What we also get from the rabbinic literature is a sense that Noah had the power to change God's mind all along. This is certainly a question we all ask about Noah's faithfulness, whether his faith was virtuous or lacking. This causes us to question whether God was wiping the creation slate clean of corrupted humanity, or if all this was done in vain due to Noah's obstinance.
What a proper movie about Noah needs to remind us of is that Genesis is a Jewish text. We typically forget this by interpreting and then translating while ethnocentrically cleansing ancient Jewish narratives. Christianity has neutered the world in trying to recast an untenable law, and this becomes problematic when we try to look at our human selves in the mirror of history. A filmmaker's role is to show us humanity, and let us ask questions without resolve. The Bible writers already do a great job confounding the wise and stumbling the prude. Christians can and should see this adaptation as a unique opportunity to revisit the Old Testament with the revelation and fervor that the New Testament writers had. We have a unique opportunity to discover signposts to Jesus inside Jewish storytelling, and this is a wonderful thing.

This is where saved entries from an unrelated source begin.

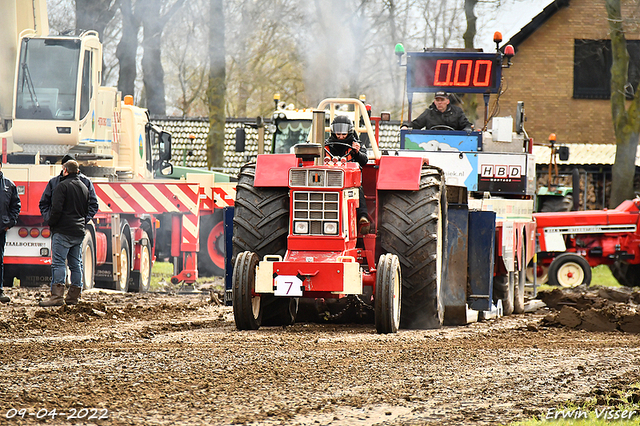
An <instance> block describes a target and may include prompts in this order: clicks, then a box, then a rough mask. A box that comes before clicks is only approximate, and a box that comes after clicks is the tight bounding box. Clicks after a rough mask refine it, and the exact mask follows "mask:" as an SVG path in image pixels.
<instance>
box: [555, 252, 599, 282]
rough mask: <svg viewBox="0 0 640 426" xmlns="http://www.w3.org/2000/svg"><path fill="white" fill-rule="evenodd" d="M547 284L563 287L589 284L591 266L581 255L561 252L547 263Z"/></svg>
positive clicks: (590, 276)
mask: <svg viewBox="0 0 640 426" xmlns="http://www.w3.org/2000/svg"><path fill="white" fill-rule="evenodd" d="M549 284H550V285H554V286H559V287H565V288H573V287H577V286H579V285H581V284H585V285H586V286H589V284H591V266H589V262H587V261H586V259H585V258H584V257H582V256H579V255H577V254H574V253H562V254H561V255H560V256H558V257H556V258H555V259H553V262H551V265H549Z"/></svg>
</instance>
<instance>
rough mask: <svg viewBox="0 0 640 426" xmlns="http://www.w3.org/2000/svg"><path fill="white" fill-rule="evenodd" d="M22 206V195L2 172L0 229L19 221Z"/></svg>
mask: <svg viewBox="0 0 640 426" xmlns="http://www.w3.org/2000/svg"><path fill="white" fill-rule="evenodd" d="M20 207H21V203H20V197H18V190H17V189H16V185H15V184H14V183H13V182H11V180H10V179H7V178H6V177H4V175H3V174H2V172H0V218H1V219H2V224H1V228H0V231H4V230H5V229H8V228H11V227H13V226H15V224H16V223H18V215H19V214H20Z"/></svg>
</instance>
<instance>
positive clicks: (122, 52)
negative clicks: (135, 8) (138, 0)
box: [116, 0, 140, 95]
mask: <svg viewBox="0 0 640 426" xmlns="http://www.w3.org/2000/svg"><path fill="white" fill-rule="evenodd" d="M120 2H121V3H120V12H121V15H122V37H121V38H120V42H119V43H118V47H117V49H116V57H117V58H118V63H119V65H120V71H119V74H118V90H119V91H121V92H122V93H123V94H124V95H133V94H134V93H135V82H136V76H137V69H136V52H137V50H138V32H139V30H140V18H138V17H137V16H136V14H135V11H134V8H133V4H132V2H131V0H120Z"/></svg>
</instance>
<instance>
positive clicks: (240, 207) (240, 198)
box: [233, 163, 289, 259]
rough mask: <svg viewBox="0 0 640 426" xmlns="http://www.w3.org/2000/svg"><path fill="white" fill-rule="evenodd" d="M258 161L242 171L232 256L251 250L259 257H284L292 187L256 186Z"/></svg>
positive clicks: (288, 231)
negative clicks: (264, 186) (290, 196)
mask: <svg viewBox="0 0 640 426" xmlns="http://www.w3.org/2000/svg"><path fill="white" fill-rule="evenodd" d="M255 173H256V165H255V163H250V164H246V165H244V166H243V167H242V169H241V170H240V178H239V179H238V185H237V186H236V200H235V210H234V216H233V257H234V259H235V257H236V256H237V255H238V253H241V252H243V251H252V252H254V253H256V254H257V255H258V258H259V259H262V258H264V256H266V255H268V254H274V255H281V256H284V254H285V251H286V249H287V236H288V234H289V188H255V187H254V186H253V181H254V178H255Z"/></svg>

From a Christian perspective, it's really great to see a film that does not shy away from, but successfully captures the essence of Biblical themes. Barrenness, child sacrifice, ancient cosmology, birthright, tabernacle, God's silence, fallen (and fully integrated) human nature, and misguided zeal. Inside Aronofsky's Noah we can also see Abraham, Jacob, Moses, and Jonah. I also saw some New Testament parallels as well: Inverted Saviour, baptism, incense, grace, and mercy.
For anyone looking for a literalist interpretation of Noah, this movie should rightly question your current ideas about reading the Bible literally. This film captures the world the ancient writers lived in and wrote about. Living in the 21st century, we have airbrushed some of these ideas out, and we need to recognize that. Their earth was flat. The only thing sphere-shaped was the sky. Their whole world was flooded. We need to enter this world and embrace it for the pre-scientific logic that it has. Of course we now recognize that stars are billions of light years away, that only the Mesopotamian basin probably flooded, and that the earth is a sphere revolving around a much larger sun. We can't pick and choose some of these facts while dismissing others, and we can't succumb to cognitive dissonance to inform our theology.
If liberties like giant rock-encrusted fallen angels bothers you, and the plausibility of Nephilim skeletal remains does not, then let's be honest, Aronofsky's film is not based on a comic book – our faith is. We need to celebrate and embrace liberty in narrative as a larger vehicle for truth, because that's exactly what Noah's story is: a liberating adaptation of stories from surrounding cultures.